The absolute nadir may have been reached with the absurd joust between Trump and the heavyweight champion of right-wing media manipulators, Roger Ailes. He’s the guy credited with creating the New Nixon in 1968. He played a major role in the brutal ads that allowed George H.W. Bush to beat Mike Dukakis and he advised George W. after 9/11 that the public would stay with him as long as they were convinced the president was using the harshest measures possible. Hello, shock and awe and water boarding. And Ailes is the genius behind the creation of Fox News. He’s got a lot to answer for.

Trump wouldn’t agree to another debate if Megyn Kelly was moderating since “she is really biased against me.” Fox said candidates didn’t get to choose the journalists covering them. That should have given them the high ground, if only Fox really was a journalistic endeavor instead of a partisan propaganda mill.

It still might have worked if Ailes hadn’t proved Fox was biased by shooting off a tweet saying, “We learned from a secret back channel that the Ayatollah and Putin both intend to treat Donald Trump unfairly…” The mogul’s copious amour propre was outraged after reading it and, as Trump described his decision to boycott the debate, “I said, ‘Bye-bye.’” Fearing a Trump no-show would cause Fox News to crumble, empires to totter, and angels to weep, Ailes was soon on the phone trying to salvage the situation.

No doubt his panic came from contemplating what his Corporate Overlord, Darth Murdock, might do to him if he had scared away the goof that lays the golden ratings eggs for Fox. Grown people treated this episode, like the rest of the Trump circus, as if it were actually important. Really? A right wing battle of the tweets? It is doubly laughable because Ailes is now hoist on his own media petard.

This is the man who once explained TV coverage of the news like this: “If you have two guys on a stage and one guy says, ‘I have a solution to the Middle East problem,’ and the other guy falls in the orchestra pit, who do you think is going to be on the evening news?” And now Trump is conducting an entire presidential campaign by falling into the orchestra pit over and over again, and American can’t stop watching.

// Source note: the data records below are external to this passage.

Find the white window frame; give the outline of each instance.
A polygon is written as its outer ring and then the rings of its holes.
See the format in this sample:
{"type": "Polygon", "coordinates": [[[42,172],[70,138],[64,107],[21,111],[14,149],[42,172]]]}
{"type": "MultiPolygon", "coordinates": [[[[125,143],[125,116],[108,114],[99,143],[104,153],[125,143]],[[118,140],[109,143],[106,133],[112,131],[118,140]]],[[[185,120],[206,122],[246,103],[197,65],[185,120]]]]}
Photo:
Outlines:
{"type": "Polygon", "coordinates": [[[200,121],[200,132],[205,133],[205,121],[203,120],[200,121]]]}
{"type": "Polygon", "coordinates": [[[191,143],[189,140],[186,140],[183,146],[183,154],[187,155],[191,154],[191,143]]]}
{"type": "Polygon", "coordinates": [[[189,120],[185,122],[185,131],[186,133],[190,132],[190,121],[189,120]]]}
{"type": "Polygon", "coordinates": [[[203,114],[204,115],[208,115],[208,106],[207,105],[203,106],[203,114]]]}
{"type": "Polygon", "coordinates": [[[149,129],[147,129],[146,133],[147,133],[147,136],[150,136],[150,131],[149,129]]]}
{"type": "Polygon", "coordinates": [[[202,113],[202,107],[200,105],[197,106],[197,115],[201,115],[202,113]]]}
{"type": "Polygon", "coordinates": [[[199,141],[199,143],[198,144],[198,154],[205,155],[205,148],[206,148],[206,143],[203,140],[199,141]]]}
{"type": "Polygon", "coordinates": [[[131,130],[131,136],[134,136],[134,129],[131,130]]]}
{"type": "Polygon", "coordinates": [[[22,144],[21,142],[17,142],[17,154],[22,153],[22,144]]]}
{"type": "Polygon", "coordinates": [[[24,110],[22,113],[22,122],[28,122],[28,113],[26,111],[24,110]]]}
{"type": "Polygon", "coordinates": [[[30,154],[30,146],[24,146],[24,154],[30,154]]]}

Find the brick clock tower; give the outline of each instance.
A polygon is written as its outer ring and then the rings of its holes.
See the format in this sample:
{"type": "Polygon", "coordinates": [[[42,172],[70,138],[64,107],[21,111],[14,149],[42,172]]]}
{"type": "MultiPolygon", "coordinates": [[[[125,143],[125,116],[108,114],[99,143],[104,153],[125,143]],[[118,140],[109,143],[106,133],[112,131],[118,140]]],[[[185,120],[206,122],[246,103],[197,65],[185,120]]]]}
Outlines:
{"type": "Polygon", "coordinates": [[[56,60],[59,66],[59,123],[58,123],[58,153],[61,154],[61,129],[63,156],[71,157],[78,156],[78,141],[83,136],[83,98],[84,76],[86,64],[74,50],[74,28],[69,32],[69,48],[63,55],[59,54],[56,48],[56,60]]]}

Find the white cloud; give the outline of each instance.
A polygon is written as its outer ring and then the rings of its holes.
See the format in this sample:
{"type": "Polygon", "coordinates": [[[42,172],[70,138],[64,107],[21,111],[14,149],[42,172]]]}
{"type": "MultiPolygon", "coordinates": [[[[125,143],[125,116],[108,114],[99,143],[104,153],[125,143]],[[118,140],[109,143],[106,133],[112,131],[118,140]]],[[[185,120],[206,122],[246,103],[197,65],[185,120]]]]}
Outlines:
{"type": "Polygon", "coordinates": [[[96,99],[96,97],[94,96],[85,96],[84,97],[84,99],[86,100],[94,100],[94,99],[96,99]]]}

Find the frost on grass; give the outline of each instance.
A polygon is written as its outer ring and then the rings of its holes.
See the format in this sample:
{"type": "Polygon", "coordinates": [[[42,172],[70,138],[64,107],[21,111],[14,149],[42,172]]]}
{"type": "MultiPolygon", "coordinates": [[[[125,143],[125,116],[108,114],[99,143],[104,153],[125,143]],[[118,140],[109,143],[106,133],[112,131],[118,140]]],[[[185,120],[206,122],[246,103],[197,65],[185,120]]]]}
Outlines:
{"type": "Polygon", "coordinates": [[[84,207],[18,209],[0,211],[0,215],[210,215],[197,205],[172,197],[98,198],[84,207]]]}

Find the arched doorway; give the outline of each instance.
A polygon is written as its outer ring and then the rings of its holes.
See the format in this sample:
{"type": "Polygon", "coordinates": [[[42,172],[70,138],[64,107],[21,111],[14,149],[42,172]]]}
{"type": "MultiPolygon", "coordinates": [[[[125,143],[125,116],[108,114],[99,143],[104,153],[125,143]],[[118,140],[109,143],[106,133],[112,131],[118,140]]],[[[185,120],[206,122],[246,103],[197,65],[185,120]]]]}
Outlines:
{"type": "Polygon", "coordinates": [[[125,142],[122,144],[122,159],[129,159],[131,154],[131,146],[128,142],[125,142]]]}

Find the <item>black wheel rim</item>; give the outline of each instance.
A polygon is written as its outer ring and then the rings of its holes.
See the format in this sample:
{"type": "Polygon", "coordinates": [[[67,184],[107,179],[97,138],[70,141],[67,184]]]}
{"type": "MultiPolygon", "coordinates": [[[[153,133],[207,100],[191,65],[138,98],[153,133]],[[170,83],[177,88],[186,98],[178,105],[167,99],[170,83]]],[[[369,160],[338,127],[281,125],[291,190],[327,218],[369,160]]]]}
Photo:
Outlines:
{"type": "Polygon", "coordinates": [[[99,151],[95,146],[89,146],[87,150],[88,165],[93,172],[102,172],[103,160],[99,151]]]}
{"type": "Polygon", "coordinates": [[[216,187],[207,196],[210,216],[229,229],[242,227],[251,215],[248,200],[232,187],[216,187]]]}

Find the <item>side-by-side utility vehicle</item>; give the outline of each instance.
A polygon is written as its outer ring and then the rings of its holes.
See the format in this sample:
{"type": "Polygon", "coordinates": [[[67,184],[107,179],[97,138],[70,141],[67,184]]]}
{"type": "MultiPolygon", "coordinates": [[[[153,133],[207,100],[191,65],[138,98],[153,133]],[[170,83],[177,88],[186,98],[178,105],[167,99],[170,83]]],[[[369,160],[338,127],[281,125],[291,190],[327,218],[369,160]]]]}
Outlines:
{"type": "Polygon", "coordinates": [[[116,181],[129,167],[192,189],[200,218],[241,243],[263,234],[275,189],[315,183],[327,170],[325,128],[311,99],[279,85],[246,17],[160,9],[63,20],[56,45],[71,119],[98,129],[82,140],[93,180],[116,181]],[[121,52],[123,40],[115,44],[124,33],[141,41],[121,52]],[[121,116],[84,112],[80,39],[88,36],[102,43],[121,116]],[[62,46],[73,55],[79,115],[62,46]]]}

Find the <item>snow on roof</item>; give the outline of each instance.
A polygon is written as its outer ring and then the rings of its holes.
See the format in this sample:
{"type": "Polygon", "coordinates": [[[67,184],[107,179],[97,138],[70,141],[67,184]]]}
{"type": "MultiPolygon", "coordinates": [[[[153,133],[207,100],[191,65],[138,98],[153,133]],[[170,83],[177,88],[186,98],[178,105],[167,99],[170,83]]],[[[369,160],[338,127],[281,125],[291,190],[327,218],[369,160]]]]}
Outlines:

No, we’ve never seen anything like this. Or have we? In fact, this primary campaign calls to mind a remark by Kurt Vonnegut, Jr. During the height of the Vietnam War, which the anti-war novelist was not enthusiastic about, he learned that a girl he’d gone to high school with was a fan, and that she was now the wife of maximum hawk Defense Secretary Mel Laird.

This piquant fact caused bemused Vonnegut to say, “When you get to be our age, you all of a sudden realize that you are being ruled by people you went to high school with…that life is nothing but high school…class officers, cheerleaders and all.”

The fact that some guy in charge of bombing the bejezzus out of Vietnam and screwing up American lives, fortunes and foreign policy for a generation is just a schmuck from high school is not only mordantly funny but has the advantage of being true. And it seems that the same notion occurs to anyone with a sense of the absurd. For example, John Cleese of Monty Python fame. He recalls dropping in on the Cambridge Union’s famous debating society when he was a freshman.

“I watched as a series of very young men…stood up and pretended to be fifty-five. They all spoke a weird, oratorical, bombastic language that was utterly unlike normal speech. Clearly, they were trying to create the impression of being promising politicians when, to the rest of us, they were so obviously inflated, self-satisfied, slow-witted duds. Even more astounding…several of these fatheads would finish up in John Major’s cabinet….The very group that was most disliked and belittled at Cambridge in the early ‘60s were running the country thirty years later.”

And here they all are, before our very eyes, seeking the presidency of the United States. Ted Cruz memorizing the Constitution to impress his elders. Carly Fiorina, the Stanford professor’s daughter. Trump, the loudmouth troublemaker who gets sent to military school to shape up. Hillary, the suburban Goldwater Girl. Bernie, the Brooklyn civil rights activist. Rubio, the upwardly mobile immigrant. Mean girls. Bad boys. Clueless jocks. Haughty preppies. Intellectual bullies. Queen bees. Overachieving strivers. Eddie Haskell. Student Council President runners-up. God help the United States of America.